Shares of Israeli companies whose values have soared due to their bitcoin-based current or planned operations plunged Tuesday after securities regulator Shmuel Hauser said such companies would not be included in any Tel Aviv Stock Exchange indexes.
That does not mean they should be banned from trading, he added.
“We won’t let companies whose value is based on the value of bitcoin to be included in the Tel Aviv Stock Exchange indexes. We’ll consider whether we won’t let bitcoin in its various costumes and similar currencies enter through the back door to trading on the exchange, until an appropriate regulatory framework is found for these kinds of financial products,” he said Tuesday.
Hauser, the chairman of the Israel Securities Authority, mentioned Natural Resource Holdings, whose shares have soared some 5,000% the past few months, to a market cap of 59 million shekels ($16.6 million), since it said it would shift its focus from mining for gold and iron to “mining” cryptocurrencies.
The share price was down 47% in Tuesday trade.
Hauser was also referring to former gaming company Fantasy Networks, whose share was down 27% Tuesday.
Hauser said in a speech there was a need for a suitable regulatory framework for such instruments given that the global market value of all digital currencies grew in 2017 to $300 billion from $18 billion.
After the speech, Hauser sent an official letter to TASE CEO Itai Ben Ze’ev, instructing him to block trade in these companies until legislation is drafted on the matter.
Bitcoin was quoted at $16,390 on the Luxembourg-based Bitstamp exchange, down 0.5%. The world’s best-known cryptocurrency hit a record price of $17,270 Monday, registering a near 20-fold increase for the year.
“Bitcoin ... seems to be out of control,” Hauser said, noting its price had characteristics of the technology bubble at the beginning of the millennium.

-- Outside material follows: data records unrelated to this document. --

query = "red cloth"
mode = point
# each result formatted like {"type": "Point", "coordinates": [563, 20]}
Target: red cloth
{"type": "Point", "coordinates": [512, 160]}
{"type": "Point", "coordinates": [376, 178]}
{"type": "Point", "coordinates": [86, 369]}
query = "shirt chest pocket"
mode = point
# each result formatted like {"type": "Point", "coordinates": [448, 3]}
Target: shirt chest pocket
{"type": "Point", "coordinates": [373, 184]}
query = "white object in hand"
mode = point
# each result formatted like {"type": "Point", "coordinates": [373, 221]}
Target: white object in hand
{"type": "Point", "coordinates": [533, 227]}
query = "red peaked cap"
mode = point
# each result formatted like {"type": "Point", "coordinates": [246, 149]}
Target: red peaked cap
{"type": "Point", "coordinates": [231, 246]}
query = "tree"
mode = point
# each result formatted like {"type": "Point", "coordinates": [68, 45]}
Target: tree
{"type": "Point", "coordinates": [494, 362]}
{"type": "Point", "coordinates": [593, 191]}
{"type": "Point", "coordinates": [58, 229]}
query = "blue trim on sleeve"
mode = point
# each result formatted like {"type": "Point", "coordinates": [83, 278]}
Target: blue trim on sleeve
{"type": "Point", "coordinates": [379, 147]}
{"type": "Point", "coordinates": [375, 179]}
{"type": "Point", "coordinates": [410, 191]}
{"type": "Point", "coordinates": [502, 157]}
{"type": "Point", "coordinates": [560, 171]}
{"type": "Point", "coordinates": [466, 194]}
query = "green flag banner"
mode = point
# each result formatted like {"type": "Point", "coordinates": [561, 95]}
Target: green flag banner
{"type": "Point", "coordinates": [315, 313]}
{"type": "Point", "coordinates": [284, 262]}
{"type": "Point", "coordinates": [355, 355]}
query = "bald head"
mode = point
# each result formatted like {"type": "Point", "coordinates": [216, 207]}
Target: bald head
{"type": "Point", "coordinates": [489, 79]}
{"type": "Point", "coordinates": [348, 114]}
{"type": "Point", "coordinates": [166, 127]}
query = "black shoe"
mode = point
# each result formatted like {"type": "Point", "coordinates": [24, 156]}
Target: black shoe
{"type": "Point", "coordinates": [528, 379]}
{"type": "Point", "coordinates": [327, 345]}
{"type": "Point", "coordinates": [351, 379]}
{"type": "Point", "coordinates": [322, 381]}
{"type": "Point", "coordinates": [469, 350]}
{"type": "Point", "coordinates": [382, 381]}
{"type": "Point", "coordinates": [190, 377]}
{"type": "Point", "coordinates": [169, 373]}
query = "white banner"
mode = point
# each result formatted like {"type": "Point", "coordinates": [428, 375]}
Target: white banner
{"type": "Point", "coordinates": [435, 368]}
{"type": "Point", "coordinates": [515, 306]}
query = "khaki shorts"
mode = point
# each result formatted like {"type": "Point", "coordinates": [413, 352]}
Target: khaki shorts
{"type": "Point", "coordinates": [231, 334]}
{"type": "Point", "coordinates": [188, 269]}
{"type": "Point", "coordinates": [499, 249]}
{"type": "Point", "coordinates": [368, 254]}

“There isn’t any information on supply and demand, and whether anyone is in control of that supply and demand,” he said. “That does not mean that bitcoins or alike are not to be considered, but it does mean that it should be examined at the country level by all regulators.”

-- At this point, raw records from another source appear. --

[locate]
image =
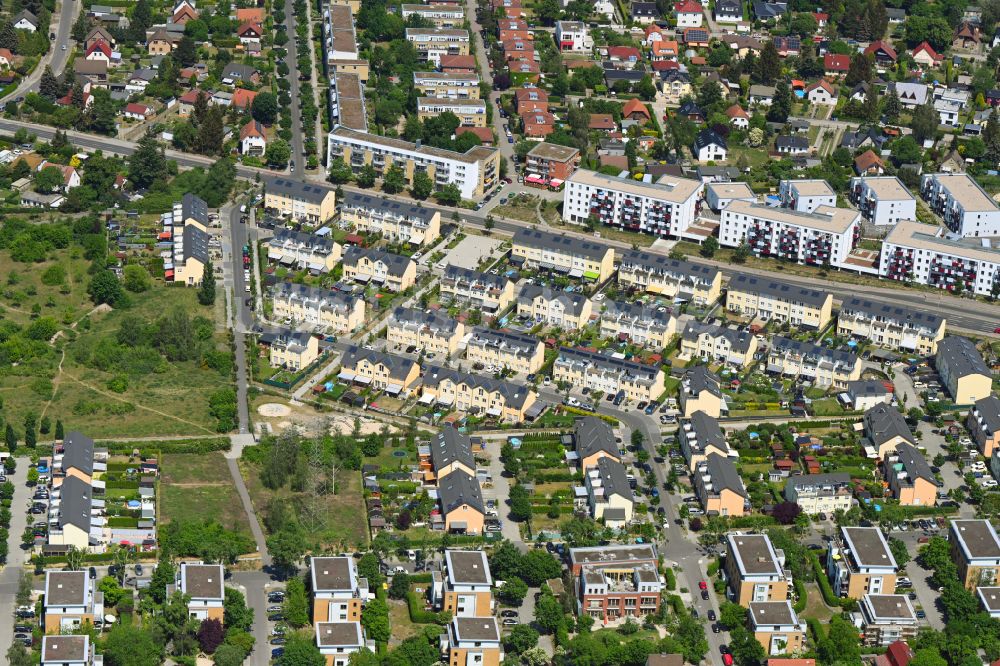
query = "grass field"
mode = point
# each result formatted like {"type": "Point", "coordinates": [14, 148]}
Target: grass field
{"type": "Point", "coordinates": [198, 486]}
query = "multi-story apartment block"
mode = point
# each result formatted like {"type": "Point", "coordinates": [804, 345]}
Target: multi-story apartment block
{"type": "Point", "coordinates": [550, 164]}
{"type": "Point", "coordinates": [719, 487]}
{"type": "Point", "coordinates": [754, 570]}
{"type": "Point", "coordinates": [336, 310]}
{"type": "Point", "coordinates": [963, 371]}
{"type": "Point", "coordinates": [470, 112]}
{"type": "Point", "coordinates": [432, 43]}
{"type": "Point", "coordinates": [487, 292]}
{"type": "Point", "coordinates": [983, 422]}
{"type": "Point", "coordinates": [886, 618]}
{"type": "Point", "coordinates": [760, 298]}
{"type": "Point", "coordinates": [915, 252]}
{"type": "Point", "coordinates": [701, 391]}
{"type": "Point", "coordinates": [890, 325]}
{"type": "Point", "coordinates": [338, 591]}
{"type": "Point", "coordinates": [394, 220]}
{"type": "Point", "coordinates": [594, 439]}
{"type": "Point", "coordinates": [70, 600]}
{"type": "Point", "coordinates": [673, 278]}
{"type": "Point", "coordinates": [609, 593]}
{"type": "Point", "coordinates": [441, 15]}
{"type": "Point", "coordinates": [473, 640]}
{"type": "Point", "coordinates": [735, 346]}
{"type": "Point", "coordinates": [337, 641]}
{"type": "Point", "coordinates": [665, 208]}
{"type": "Point", "coordinates": [821, 493]}
{"type": "Point", "coordinates": [474, 172]}
{"type": "Point", "coordinates": [505, 349]}
{"type": "Point", "coordinates": [700, 435]}
{"type": "Point", "coordinates": [368, 367]}
{"type": "Point", "coordinates": [645, 325]}
{"type": "Point", "coordinates": [964, 206]}
{"type": "Point", "coordinates": [608, 493]}
{"type": "Point", "coordinates": [393, 271]}
{"type": "Point", "coordinates": [975, 548]}
{"type": "Point", "coordinates": [806, 196]}
{"type": "Point", "coordinates": [299, 200]}
{"type": "Point", "coordinates": [534, 248]}
{"type": "Point", "coordinates": [825, 236]}
{"type": "Point", "coordinates": [885, 429]}
{"type": "Point", "coordinates": [554, 307]}
{"type": "Point", "coordinates": [859, 562]}
{"type": "Point", "coordinates": [604, 373]}
{"type": "Point", "coordinates": [909, 477]}
{"type": "Point", "coordinates": [447, 85]}
{"type": "Point", "coordinates": [824, 366]}
{"type": "Point", "coordinates": [468, 587]}
{"type": "Point", "coordinates": [508, 402]}
{"type": "Point", "coordinates": [426, 331]}
{"type": "Point", "coordinates": [882, 200]}
{"type": "Point", "coordinates": [776, 627]}
{"type": "Point", "coordinates": [203, 585]}
{"type": "Point", "coordinates": [303, 251]}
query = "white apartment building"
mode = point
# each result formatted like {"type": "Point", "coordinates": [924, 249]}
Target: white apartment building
{"type": "Point", "coordinates": [825, 236]}
{"type": "Point", "coordinates": [806, 196]}
{"type": "Point", "coordinates": [883, 200]}
{"type": "Point", "coordinates": [665, 208]}
{"type": "Point", "coordinates": [913, 252]}
{"type": "Point", "coordinates": [965, 207]}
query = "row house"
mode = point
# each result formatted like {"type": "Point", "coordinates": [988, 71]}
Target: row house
{"type": "Point", "coordinates": [882, 200]}
{"type": "Point", "coordinates": [303, 251]}
{"type": "Point", "coordinates": [337, 311]}
{"type": "Point", "coordinates": [521, 353]}
{"type": "Point", "coordinates": [643, 324]}
{"type": "Point", "coordinates": [667, 207]}
{"type": "Point", "coordinates": [760, 298]}
{"type": "Point", "coordinates": [397, 221]}
{"type": "Point", "coordinates": [671, 278]}
{"type": "Point", "coordinates": [392, 271]}
{"type": "Point", "coordinates": [823, 366]}
{"type": "Point", "coordinates": [427, 331]}
{"type": "Point", "coordinates": [859, 562]}
{"type": "Point", "coordinates": [914, 252]}
{"type": "Point", "coordinates": [965, 207]}
{"type": "Point", "coordinates": [825, 236]}
{"type": "Point", "coordinates": [891, 326]}
{"type": "Point", "coordinates": [553, 307]}
{"type": "Point", "coordinates": [465, 392]}
{"type": "Point", "coordinates": [534, 248]}
{"type": "Point", "coordinates": [484, 291]}
{"type": "Point", "coordinates": [607, 374]}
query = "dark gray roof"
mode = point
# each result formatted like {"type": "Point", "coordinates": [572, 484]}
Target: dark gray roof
{"type": "Point", "coordinates": [194, 208]}
{"type": "Point", "coordinates": [776, 289]}
{"type": "Point", "coordinates": [514, 394]}
{"type": "Point", "coordinates": [459, 489]}
{"type": "Point", "coordinates": [450, 446]}
{"type": "Point", "coordinates": [78, 453]}
{"type": "Point", "coordinates": [297, 189]}
{"type": "Point", "coordinates": [961, 357]}
{"type": "Point", "coordinates": [195, 244]}
{"type": "Point", "coordinates": [75, 503]}
{"type": "Point", "coordinates": [884, 422]}
{"type": "Point", "coordinates": [613, 478]}
{"type": "Point", "coordinates": [592, 434]}
{"type": "Point", "coordinates": [887, 311]}
{"type": "Point", "coordinates": [399, 366]}
{"type": "Point", "coordinates": [369, 202]}
{"type": "Point", "coordinates": [567, 244]}
{"type": "Point", "coordinates": [396, 264]}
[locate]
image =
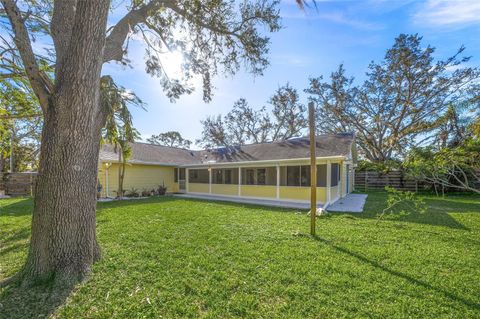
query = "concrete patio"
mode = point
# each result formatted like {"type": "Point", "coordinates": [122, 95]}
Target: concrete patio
{"type": "Point", "coordinates": [350, 203]}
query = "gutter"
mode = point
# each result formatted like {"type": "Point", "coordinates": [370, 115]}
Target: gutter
{"type": "Point", "coordinates": [227, 163]}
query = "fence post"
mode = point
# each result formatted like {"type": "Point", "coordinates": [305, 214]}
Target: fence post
{"type": "Point", "coordinates": [365, 185]}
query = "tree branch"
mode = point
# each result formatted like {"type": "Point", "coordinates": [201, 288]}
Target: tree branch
{"type": "Point", "coordinates": [40, 83]}
{"type": "Point", "coordinates": [114, 43]}
{"type": "Point", "coordinates": [63, 14]}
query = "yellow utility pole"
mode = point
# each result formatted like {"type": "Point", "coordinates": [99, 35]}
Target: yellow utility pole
{"type": "Point", "coordinates": [313, 168]}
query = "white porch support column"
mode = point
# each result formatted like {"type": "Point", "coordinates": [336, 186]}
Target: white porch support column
{"type": "Point", "coordinates": [329, 182]}
{"type": "Point", "coordinates": [106, 180]}
{"type": "Point", "coordinates": [210, 180]}
{"type": "Point", "coordinates": [239, 181]}
{"type": "Point", "coordinates": [278, 181]}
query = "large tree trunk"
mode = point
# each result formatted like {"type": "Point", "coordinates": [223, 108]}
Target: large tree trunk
{"type": "Point", "coordinates": [63, 244]}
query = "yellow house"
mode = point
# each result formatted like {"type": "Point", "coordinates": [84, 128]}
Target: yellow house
{"type": "Point", "coordinates": [277, 171]}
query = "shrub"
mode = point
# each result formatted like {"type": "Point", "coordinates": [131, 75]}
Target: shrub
{"type": "Point", "coordinates": [162, 189]}
{"type": "Point", "coordinates": [407, 201]}
{"type": "Point", "coordinates": [133, 193]}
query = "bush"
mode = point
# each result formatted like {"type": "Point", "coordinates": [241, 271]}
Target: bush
{"type": "Point", "coordinates": [161, 189]}
{"type": "Point", "coordinates": [133, 193]}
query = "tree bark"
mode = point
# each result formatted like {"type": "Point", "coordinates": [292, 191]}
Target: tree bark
{"type": "Point", "coordinates": [63, 244]}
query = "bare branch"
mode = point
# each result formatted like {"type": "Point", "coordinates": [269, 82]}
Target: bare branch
{"type": "Point", "coordinates": [114, 43]}
{"type": "Point", "coordinates": [40, 83]}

Underscoring the concern, Fantasy Networks this week said it was studying the possibility of operating in the blockchain field — the technology underpinning cryptocurrencies — tripling its share price.
“Blockchain is a legitimate technology that will be a part of our lives,” said Hauser, who will step down next month after six and a half years as head of the ISA. “We will adopt it and it will enable us to lower costs for investors.”

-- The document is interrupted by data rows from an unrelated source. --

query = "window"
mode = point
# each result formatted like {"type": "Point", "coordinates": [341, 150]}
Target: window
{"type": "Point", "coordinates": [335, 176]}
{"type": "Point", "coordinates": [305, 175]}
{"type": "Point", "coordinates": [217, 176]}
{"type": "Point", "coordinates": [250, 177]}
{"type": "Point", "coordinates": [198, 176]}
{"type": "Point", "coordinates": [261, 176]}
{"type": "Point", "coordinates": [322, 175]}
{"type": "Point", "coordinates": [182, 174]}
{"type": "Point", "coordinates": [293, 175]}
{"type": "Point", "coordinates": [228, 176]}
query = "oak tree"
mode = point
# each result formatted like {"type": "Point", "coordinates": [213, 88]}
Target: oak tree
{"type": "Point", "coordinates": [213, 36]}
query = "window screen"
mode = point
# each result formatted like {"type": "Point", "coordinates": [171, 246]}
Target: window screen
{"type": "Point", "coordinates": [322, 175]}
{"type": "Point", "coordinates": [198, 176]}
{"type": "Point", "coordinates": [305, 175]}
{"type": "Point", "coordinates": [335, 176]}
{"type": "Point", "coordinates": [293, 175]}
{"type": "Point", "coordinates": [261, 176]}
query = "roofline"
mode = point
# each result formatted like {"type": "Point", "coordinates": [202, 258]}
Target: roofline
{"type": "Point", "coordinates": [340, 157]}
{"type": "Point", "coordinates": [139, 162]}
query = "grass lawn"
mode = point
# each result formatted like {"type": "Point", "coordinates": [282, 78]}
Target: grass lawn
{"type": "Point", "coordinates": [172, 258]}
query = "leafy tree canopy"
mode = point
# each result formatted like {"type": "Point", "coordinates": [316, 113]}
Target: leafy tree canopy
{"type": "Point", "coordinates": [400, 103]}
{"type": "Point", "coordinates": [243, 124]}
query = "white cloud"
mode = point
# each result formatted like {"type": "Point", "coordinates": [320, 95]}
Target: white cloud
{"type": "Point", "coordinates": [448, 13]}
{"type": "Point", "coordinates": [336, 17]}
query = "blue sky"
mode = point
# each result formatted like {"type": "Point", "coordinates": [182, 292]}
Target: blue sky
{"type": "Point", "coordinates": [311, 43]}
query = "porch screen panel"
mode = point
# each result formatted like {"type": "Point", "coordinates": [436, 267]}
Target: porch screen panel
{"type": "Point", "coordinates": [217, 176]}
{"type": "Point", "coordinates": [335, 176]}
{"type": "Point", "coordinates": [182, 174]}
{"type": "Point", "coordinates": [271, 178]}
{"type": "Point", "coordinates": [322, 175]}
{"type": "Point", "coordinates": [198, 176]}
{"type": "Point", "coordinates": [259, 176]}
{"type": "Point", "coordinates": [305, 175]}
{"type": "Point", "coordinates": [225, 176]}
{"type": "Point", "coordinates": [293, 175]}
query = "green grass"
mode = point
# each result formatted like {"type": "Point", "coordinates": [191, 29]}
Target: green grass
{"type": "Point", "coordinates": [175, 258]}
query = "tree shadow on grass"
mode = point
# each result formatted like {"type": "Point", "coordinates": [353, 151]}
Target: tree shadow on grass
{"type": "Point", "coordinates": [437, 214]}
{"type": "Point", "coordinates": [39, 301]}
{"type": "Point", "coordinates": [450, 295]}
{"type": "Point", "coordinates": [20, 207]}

He said there needs to be a reevaluation of regulatory schemes in financial technologies — including crowdfunding, robot trading and trading platforms — since securities laws were enacted years ago.
Hauser and other ISA officials are concerned that the Israeli companies in the binary options industry, which was recently banned, will switch into bitcoin operations. The binary options industry has been accused of defrauding thousands of investors who in effect bought into gambling schemes.